O que te motivou a fundar o ID_BR? Fundei o IDBR em 2016, fruto de um trabalho acadêmico que já fazia na conclusão de curso de comunicação. Era um trabalho sobre identidades do Brasil, queria pesquisar os discursos sobre raça das pessoas na faculdade. Depois virou o meu trabalho, que se chamava IDBR, ‘Identidades do Brasil, Cara, Pele e Jeito’. A conclusão era que as pessoas que mais sabiam das suas identidades em termos de raça, de passado, eram as pessoas brancas, dentro daquela pequena amostra. Além disso, a maioria das pessoas negras, indígenas, pretas e pardas entrevistadas, já estavam formadas, exerciam trabalhos de base, operacionais… As profissões têm cor, as identidades estão correlacionadas a determinadas profissões. Quando digo ‘secretária’, imediatamente você vai pensar em uma mulher. Se falo ‘CEO’, você pensa em um homem branco.

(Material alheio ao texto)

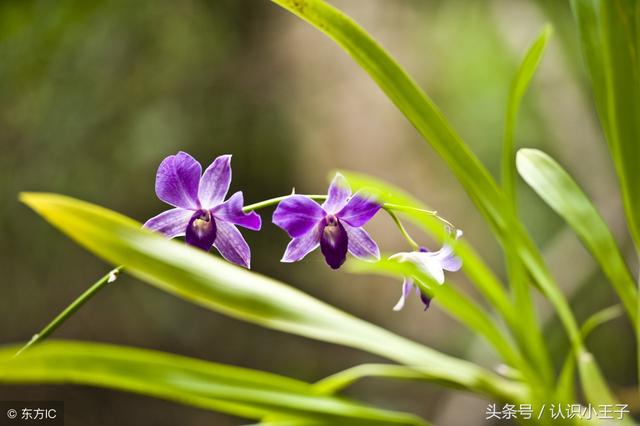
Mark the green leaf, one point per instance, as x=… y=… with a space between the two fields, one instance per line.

Como o avanço da extrema-direita pode ser preocupante para a pauta antirracista? O mais preocupante é a gente partidarizar a pauta antirracista mais do que o avanço da extrema-direita. Quando se partidariza, dá a impressão que a pauta contra o racismo, pela igualdade racial, é só da esquerda. Todo mundo precisa falar sobre a luta antirracista, a gente precisa tirar isso de uma pauta partidária, todo mundo deve estar inserido na agenda antirracista. Essa não é uma pauta da esquerda, não é uma pauta da direita, deve ser uma pauta de todas as pessoas.

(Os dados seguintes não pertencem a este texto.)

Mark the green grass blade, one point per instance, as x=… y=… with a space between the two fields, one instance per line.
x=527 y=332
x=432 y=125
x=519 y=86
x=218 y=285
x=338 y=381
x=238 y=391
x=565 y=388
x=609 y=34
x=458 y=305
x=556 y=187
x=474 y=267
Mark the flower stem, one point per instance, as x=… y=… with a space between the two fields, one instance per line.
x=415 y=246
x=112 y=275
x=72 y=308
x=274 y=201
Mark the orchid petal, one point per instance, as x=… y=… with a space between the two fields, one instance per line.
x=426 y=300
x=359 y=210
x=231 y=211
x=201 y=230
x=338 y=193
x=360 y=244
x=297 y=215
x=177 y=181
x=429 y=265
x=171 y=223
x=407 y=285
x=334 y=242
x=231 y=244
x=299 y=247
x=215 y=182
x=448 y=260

Como o racismo estrutural ainda é visto na sociedade? Todos fazemos parte de uma estrutura racista. A gente aprendeu que as referências mais legais, mais bonitas, são brancas, e isso faz parte do racismo estrutural. Quando a gente coloca no Google a figura de médicos, de presidentes, a gente vai ter majoritariamente referências brancas. A gente passou ali por quase 400 anos de uma hierarquização das raças que, consequentemente, hierarquizou as nossas referências. Quanto mais preto, menos importante. A gente estuda mais sobre a Revolução Francesa do que a Revolta dos Malês. A gente se importa mais quando o atentado é na França ou Inglaterra do que na Bahia ou em algum país africano.
A foto oficial do G20 confirmou a falta de representatividade, com a maioria dos chefes de Estado sendo homens brancos. Exatamente. É a foto do G20, é a foto do fim de ano da empresa, da festa de fim de ano, é a foto das famílias. Existe um mito que o Brasil é ‘todo mundo junto e misturado’. A maioria do Brasil só vê uma foto, não questiona. Falar que só tem homens brancos na foto não desmerece ou descredibiliza a inteligência que elas possam ter, mas também coloca em voga que existe uma discrepância.

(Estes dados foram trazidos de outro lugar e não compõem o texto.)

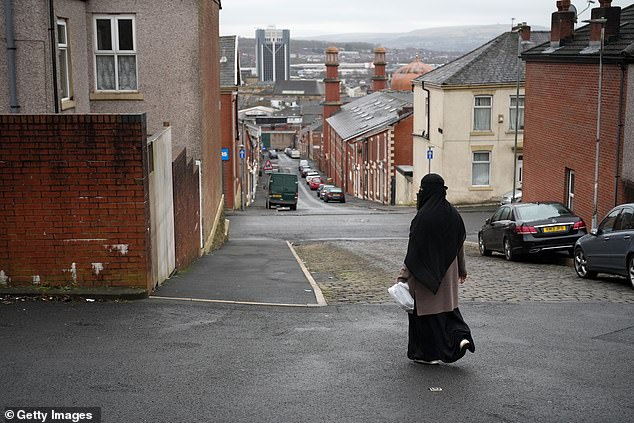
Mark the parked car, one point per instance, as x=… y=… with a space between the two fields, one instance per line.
x=315 y=182
x=334 y=194
x=506 y=198
x=321 y=189
x=529 y=228
x=609 y=248
x=310 y=174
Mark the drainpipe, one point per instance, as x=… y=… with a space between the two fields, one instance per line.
x=422 y=84
x=200 y=203
x=618 y=137
x=53 y=26
x=8 y=29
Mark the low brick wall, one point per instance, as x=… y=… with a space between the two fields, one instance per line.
x=74 y=209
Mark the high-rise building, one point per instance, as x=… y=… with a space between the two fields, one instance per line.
x=272 y=52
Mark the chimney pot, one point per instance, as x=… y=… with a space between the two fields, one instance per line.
x=612 y=14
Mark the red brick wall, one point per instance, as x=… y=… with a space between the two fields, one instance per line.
x=185 y=177
x=229 y=174
x=560 y=133
x=74 y=201
x=210 y=117
x=404 y=142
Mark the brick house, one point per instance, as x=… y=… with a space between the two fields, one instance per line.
x=465 y=120
x=102 y=65
x=560 y=137
x=229 y=83
x=369 y=137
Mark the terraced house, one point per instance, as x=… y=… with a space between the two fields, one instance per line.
x=109 y=140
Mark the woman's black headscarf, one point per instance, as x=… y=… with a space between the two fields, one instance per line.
x=436 y=234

Acredita que o Brasil avançou na luta antirracista? A gente já avançou.Seria ingrato da minha parte dizer que não. A gente só não está na velocidade que poderia. Se tem hoje escolas fazendo programas de letramento racial, já é um avanço. Se tem algumas empresas com ações afirmativas, já é um avanço. Poderíamos ter mais? Podemos e devemos ter.